Ricordiamo infatti che nelle prossime settimane dovrebbe essere pubblicata la Strategic Defence and Security Review del Regno Unito. Secondo i resoconti dei media, la Difesa britannica potrebbe acquistare solo la metà dei 138 caccia F-35B Lightning II che il paese ha pianificato di acquistare in modo da spostare le risorse economiche a favore del progetto Tempest.
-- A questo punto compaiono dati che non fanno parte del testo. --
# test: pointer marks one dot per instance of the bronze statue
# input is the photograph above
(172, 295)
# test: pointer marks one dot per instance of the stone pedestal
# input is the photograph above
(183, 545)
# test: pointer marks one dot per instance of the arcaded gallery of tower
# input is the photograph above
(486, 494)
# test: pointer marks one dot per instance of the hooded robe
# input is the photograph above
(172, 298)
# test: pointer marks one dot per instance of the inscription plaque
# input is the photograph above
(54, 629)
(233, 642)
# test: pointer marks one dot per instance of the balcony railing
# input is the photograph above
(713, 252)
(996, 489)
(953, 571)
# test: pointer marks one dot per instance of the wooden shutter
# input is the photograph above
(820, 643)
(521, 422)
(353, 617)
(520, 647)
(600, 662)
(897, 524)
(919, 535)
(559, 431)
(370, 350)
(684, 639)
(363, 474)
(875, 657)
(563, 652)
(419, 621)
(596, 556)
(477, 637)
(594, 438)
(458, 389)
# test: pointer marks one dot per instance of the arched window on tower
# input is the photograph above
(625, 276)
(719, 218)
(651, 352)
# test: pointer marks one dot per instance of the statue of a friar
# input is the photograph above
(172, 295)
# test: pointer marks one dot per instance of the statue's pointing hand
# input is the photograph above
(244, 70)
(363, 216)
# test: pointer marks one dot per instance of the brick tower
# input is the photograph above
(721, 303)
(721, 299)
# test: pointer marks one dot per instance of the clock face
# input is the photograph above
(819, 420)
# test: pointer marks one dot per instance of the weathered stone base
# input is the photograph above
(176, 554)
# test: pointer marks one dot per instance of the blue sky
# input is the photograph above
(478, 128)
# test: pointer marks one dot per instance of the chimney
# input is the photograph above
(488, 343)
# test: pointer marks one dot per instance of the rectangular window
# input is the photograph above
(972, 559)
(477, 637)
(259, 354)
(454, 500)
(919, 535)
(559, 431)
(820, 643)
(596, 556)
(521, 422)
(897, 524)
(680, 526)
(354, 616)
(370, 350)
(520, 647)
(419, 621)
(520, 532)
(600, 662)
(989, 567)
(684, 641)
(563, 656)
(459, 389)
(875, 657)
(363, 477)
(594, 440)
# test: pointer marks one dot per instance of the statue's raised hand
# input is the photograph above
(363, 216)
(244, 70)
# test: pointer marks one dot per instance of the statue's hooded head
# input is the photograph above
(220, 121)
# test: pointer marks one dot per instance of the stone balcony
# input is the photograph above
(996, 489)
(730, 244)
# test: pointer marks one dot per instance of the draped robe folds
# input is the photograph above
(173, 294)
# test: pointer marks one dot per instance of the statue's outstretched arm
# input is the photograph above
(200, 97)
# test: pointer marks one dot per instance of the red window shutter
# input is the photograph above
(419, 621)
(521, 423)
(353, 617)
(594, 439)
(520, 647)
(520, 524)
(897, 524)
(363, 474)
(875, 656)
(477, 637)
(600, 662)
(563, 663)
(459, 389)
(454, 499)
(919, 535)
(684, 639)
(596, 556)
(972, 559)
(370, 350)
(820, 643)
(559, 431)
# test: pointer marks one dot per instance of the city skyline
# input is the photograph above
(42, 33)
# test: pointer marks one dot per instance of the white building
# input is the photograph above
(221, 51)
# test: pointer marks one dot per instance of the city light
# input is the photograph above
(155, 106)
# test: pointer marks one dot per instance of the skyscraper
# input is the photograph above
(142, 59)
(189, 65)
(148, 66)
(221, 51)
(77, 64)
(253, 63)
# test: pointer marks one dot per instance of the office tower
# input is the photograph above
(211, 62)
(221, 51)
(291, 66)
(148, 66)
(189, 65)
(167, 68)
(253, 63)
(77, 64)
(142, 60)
Tornando allo schema di business case, questo valuterà tre opzioni: proseguire con Tempest; essere un partner junior in un programma internazionale; o semplicemente acquistare un caccia pronto all’uso. Secondo il Ft, il governo dovrebbe rendere nota la sua preferenza nei prossimi mesi, rilasciando i finanziamenti per la fase successiva.
IL COMMENTO DEGLI ESPERTI
In conclusione, impegni iniziali di finanziamento sia dal Regno Unito sia dalla Svezia, manca soltanto l’Italia.
“Nel Dpp della Difesa 2020 il Tempest resta tra i programmi prioritari privi di finanziamento”, ha sottolineato Pietro Batacchi, direttore di Rid: “Tutto è rimandato dunque al prossimo anno, quando è auspicabile possa materializzarsi una prima misura dell’impegno economico dell’Italia”.
Dal Dpp “risalta in negativo il mancato stanziamento di un finanziamento iniziale, anche minimo, per il programma Tempest cui l’Italia ha aderito a settembre 2019”, sottolineano Ottavia Credi e Alessandro Marrone dello Iai.
“Il nostro Paese resta dunque indietro non solo rispetto al Regno Unito — precisa Batacchi — che per il programma ha stanziato 2 miliardi di sterline fino al 2025, ma anche rispetto alla Svezia, che si è già impegnata con i primi 63 milioni di euro. In questo modo, però, l’Italia rischia di vedere diminuire la sua capacità di influenzare i requisiti e si indebolisce nell’ottica delle future negoziazioni sulla suddivisione delle quote industriali”.